Der schwierige Weg zur Versöhnung

Die Witwe eines ETA-Opfers trifft sich zehn Jahre nach dem Mord an ihrem Mann mit einem der Mörder und geht mit ihm den Weg der Versöhnung. Herausragendes menschliches und politisches Drama, kraftvoll von Regisseurin Iciar Bollain inszeniert und hervorragend gespielt.

Von Hans Gerhold

Juans Witwe Maixabel Lasa (Blanca Portillo) hat den Mut zu unerhörten Begegnungen. Foto: David Herranz

Die ehemalige spanische Schauspielerin Iciar Bollaín ist mit „Öffne meine Augen“, „Und dann der Regen“ und „Der Olivenbaum“ zu einer der wichtigsten Regisseurinnen ihrer Heimat geworden. Mit dem berührenden politischen und menschlichen Drama „Maixabel – Eine Geschichte von Liebe, Zorn und Vergebung“, einer wahren Geschichte, verbindet sie persönliche Entscheidungen einer Frau und eines Mannes mit dem Ende der ETA, der baskischen Separatisten- und Terrororganisation.

Der sozialistische Lokalpolitiker und Zivilgouverneur der Provinz Gipuzkoa, Juan Maria Jauregui, der keine Leibwächter will, wird 2000 im Casino seiner Heimatstadt Tolosa von zwei Männern der ETA, auf deren Todesliste er steht, erschossen. Die Mörder wandern ins Gefängnis, haben 39 Jahre zu erwarten. Zehn Jahre später arbeitet Juans Witwe Maixabel Lasa (Blanca Portillo) mit einer Organisation für Opfer der ETA, die sich 2011 auflöste.
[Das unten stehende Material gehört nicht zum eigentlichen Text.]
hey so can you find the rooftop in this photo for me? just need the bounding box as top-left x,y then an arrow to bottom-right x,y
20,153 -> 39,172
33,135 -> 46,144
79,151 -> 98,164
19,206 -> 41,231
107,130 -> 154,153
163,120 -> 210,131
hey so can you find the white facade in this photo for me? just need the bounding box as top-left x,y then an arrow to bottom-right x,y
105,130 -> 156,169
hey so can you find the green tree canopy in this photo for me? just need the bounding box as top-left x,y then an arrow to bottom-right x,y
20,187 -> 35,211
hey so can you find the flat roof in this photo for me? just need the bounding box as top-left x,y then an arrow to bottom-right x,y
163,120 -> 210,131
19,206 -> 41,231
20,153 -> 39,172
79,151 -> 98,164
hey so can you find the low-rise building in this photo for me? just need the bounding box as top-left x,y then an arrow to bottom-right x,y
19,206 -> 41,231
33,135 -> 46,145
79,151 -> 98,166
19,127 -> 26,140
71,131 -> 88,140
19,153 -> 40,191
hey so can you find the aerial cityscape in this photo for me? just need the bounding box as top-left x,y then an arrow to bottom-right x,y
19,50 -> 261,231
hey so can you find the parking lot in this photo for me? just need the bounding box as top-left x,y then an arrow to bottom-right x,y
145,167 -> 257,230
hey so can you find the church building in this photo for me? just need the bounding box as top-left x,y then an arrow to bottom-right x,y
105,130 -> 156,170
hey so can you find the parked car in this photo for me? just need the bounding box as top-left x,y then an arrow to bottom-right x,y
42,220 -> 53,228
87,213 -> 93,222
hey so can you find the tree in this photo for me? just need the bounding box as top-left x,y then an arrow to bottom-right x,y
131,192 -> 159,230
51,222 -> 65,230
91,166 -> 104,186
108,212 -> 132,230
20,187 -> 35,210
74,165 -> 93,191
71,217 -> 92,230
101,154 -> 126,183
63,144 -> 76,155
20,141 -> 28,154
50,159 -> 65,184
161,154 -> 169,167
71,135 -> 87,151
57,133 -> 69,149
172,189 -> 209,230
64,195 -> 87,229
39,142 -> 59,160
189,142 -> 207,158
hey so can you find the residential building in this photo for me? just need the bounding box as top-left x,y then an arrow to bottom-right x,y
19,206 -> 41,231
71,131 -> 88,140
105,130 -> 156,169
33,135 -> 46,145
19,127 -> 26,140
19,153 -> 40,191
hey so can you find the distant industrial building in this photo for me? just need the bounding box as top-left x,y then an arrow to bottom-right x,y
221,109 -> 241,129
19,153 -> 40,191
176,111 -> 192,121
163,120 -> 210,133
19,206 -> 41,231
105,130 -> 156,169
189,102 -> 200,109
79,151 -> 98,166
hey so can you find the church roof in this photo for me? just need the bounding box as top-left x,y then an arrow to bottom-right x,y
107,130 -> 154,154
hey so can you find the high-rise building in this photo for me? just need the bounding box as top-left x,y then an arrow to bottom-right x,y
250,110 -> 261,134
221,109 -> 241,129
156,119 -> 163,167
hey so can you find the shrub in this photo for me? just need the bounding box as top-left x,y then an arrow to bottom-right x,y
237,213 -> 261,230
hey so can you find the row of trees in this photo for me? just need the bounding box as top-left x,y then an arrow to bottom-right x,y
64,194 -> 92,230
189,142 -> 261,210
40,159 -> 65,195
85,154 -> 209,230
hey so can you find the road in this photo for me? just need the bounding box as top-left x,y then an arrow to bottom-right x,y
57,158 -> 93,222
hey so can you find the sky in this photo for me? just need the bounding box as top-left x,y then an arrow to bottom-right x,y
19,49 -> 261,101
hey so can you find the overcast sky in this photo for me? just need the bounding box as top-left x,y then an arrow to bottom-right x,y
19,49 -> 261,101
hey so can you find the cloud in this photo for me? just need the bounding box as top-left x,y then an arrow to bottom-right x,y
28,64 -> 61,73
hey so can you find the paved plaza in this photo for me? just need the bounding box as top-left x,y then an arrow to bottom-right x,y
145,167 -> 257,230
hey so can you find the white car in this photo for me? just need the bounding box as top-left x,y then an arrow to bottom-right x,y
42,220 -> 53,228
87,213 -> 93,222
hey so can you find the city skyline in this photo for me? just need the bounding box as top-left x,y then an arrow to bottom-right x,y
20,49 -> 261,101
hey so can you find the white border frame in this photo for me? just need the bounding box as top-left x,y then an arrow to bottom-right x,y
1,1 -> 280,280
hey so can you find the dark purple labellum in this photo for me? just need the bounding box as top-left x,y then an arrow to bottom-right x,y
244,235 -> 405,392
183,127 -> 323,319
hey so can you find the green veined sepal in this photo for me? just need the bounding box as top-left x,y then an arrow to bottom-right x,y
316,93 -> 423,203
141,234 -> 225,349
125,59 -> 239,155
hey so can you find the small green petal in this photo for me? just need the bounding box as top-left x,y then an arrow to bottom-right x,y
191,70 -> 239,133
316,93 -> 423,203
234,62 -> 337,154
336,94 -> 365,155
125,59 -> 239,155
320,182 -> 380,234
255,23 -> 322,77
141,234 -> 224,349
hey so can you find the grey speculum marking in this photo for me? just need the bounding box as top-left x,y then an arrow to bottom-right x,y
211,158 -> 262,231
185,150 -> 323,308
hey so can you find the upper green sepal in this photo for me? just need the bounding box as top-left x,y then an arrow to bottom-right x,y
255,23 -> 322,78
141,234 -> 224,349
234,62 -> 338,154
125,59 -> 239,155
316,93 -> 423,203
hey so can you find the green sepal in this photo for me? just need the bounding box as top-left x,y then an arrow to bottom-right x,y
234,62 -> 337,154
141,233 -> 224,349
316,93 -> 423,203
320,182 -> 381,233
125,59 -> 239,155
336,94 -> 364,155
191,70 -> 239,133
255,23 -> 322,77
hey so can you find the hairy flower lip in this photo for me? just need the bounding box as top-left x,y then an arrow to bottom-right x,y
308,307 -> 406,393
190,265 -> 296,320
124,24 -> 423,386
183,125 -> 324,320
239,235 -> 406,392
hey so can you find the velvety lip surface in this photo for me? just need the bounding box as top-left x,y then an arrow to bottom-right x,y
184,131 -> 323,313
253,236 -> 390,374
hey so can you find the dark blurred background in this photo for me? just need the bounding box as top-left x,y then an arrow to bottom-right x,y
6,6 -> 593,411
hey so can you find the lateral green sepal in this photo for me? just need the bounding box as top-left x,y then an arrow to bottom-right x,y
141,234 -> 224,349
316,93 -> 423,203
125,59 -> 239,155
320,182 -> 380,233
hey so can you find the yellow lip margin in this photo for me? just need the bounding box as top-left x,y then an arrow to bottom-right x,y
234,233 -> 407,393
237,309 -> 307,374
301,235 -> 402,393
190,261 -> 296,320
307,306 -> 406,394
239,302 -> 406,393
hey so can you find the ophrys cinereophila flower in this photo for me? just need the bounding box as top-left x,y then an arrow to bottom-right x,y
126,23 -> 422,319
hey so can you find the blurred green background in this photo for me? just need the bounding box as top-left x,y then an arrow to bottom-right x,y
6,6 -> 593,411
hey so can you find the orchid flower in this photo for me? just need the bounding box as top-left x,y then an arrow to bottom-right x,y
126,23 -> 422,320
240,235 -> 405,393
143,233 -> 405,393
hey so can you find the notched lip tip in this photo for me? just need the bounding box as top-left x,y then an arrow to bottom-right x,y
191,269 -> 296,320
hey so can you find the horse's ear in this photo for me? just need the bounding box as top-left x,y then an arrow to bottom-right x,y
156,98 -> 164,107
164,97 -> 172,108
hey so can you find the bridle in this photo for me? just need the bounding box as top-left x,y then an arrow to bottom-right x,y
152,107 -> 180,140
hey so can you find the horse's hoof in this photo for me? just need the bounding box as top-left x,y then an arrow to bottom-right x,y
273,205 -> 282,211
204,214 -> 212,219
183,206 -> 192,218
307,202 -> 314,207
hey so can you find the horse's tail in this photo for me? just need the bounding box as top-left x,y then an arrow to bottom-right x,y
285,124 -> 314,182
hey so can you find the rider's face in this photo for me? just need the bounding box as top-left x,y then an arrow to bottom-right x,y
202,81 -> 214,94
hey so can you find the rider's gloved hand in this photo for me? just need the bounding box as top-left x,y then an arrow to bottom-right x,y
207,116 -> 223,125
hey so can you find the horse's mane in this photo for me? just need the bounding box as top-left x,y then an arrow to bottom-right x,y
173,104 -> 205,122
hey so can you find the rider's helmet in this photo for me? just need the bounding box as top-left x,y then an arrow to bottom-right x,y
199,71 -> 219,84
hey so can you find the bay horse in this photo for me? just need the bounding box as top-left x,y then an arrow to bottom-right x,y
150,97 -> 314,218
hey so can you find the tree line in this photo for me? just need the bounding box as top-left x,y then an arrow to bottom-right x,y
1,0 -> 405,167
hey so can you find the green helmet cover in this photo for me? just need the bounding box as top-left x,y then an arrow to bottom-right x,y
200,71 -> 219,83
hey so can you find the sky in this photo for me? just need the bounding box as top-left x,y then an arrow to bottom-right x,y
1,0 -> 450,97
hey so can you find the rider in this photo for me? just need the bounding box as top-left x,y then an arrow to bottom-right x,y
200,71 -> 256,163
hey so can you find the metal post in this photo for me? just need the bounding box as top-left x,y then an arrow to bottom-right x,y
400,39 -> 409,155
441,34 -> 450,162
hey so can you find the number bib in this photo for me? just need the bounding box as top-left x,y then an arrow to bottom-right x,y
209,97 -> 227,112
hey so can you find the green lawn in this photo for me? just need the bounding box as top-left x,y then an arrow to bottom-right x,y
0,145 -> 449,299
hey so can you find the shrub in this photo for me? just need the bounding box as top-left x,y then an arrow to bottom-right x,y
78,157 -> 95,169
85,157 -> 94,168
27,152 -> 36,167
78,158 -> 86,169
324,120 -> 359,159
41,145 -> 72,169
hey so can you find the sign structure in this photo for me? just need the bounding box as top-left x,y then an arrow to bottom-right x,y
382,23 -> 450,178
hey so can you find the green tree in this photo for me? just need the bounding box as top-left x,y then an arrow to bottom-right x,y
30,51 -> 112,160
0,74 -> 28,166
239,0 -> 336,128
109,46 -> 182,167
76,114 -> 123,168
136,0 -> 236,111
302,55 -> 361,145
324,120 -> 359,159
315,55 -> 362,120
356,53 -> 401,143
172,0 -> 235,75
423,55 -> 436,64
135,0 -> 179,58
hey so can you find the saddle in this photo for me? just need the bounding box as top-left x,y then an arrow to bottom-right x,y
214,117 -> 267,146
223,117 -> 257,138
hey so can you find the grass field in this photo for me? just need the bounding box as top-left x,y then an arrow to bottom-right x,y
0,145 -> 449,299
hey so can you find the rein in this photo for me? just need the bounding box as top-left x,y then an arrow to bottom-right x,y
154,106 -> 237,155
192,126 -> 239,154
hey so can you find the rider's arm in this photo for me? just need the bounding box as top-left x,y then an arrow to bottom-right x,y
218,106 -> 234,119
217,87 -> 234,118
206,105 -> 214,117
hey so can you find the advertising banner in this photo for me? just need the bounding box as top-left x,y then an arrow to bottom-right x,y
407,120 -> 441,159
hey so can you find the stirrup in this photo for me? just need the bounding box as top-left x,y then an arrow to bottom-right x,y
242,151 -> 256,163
Über die junge Mediatorin Maria (Maria Jauregui) kommt es zu einem im Land unerhörten Treffen. Maixabel entscheidet sich als erste Witwe eines ETA-Opfers, die Täter im Gefängnis zu besuchen, und beginnt einen Dialog mit Ibon (Luis Tosar, „Und dann der Regen“). Maixabels Mut führt überall zu Unverständnis, auch ihre Tochter lehnt das ab. Die streng geheimen Treffen enden damit, dass sie Ibon zur jährlichen Gedächtnisfeier für ihren Mann mitnimmt.

Iciar Bollain hat für die Szene die realen Freunde von Juan und Maixabel als Statisten engagiert. So verbinden sich Fiktion und Realität zu hochemotionaler Wirkung und zeigen, wie schmerzhaft und notwendig Wege zu Frieden und Versöhnung sind. Für das kraftvolle, bewegende, darstellerisch hervorragende Drama, das in Spanien Vergessenes wieder öffentlich machte und teils wie eine Katharsis wirkte, gab es zahlreiche Auszeichnungen, darunter drei Goyas. Herausragend.